En un contexto semejante se desarrolla la amenaza del narcotráfico, pero a diferencia de los anteriores este desafío a la legitimidad del Estado no es propio de una ideología revolucionaria o del espesor de las rebeliones sociales. Más bien, el narcotráfico es la expresión colectiva, organizada y sustentable con abundantes recursos, de la criminalidad individual. Su oferta descansa naturalmente sobre una demanda incesante y globalizada; su implantación responde a una competencia feroz entre clanes que tienen por objeto apropiarse de territorios urbanos. Una jerarquía lleva a cabo estas operaciones, desde la jefatura de los capos hasta los agentes menores que trafican en los búnkers.

Estos datos son por demás conocidos. Menos, tal vez, es la intención que anima a este fenómeno que, en lugar de eliminar al Estado, busca apropiarse de jueces, policías y prisiones con la complicidad de algún segmento de la dirigencia política. Valga la metáfora: la criminalidad del narcotráfico opera como una termita, ese insecto que roe por dentro la madera de los árboles e impulsa el derrumbe y destrucción de lo que, aparentemente, parecía sólido.

Esta suerte de desvanecimiento de las estructuras del Estado busca transformarlo en un instrumento de la criminalidad. Obviamente, frente a tamaño desajuste, se reclaman urgentes medidas.

En verdad, estas urgencias, aunque necesarias, no resuelven enteramente el problema si no adoptamos un compromiso tendiente a formular el pacto fundante de la seguridad pública. Esto, de la misma manera como la reconstrucción económica de la sociedad, requiere tiempo y tenacidad, dos virtudes que pueden echarse en saco roto si persisten el faccionalismo y la polarización.

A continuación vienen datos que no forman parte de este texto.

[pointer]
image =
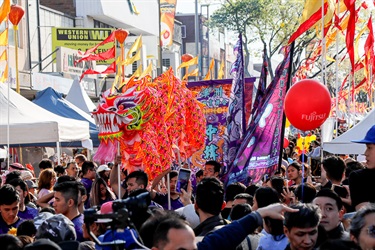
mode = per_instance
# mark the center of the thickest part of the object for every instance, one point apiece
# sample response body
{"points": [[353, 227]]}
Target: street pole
{"points": [[197, 38], [160, 63]]}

¿Se olvida, acaso, el combate del Estado italiano de cara al desafío histórico de la mafia? Un combate prolongado bajo el amparo de la ley que no se resuelve con parches ni improvisaciones. Requiere, al contrario, lo que entre nosotros se ha evaporado: el concurso de consensos de larga duración, el respeto a los estrados de la Justicia y el esfuerzo sistemático para arrancar del Estado el estigma de la corrupción. Es lo que, con el paso de los años, aún no hemos aprendido.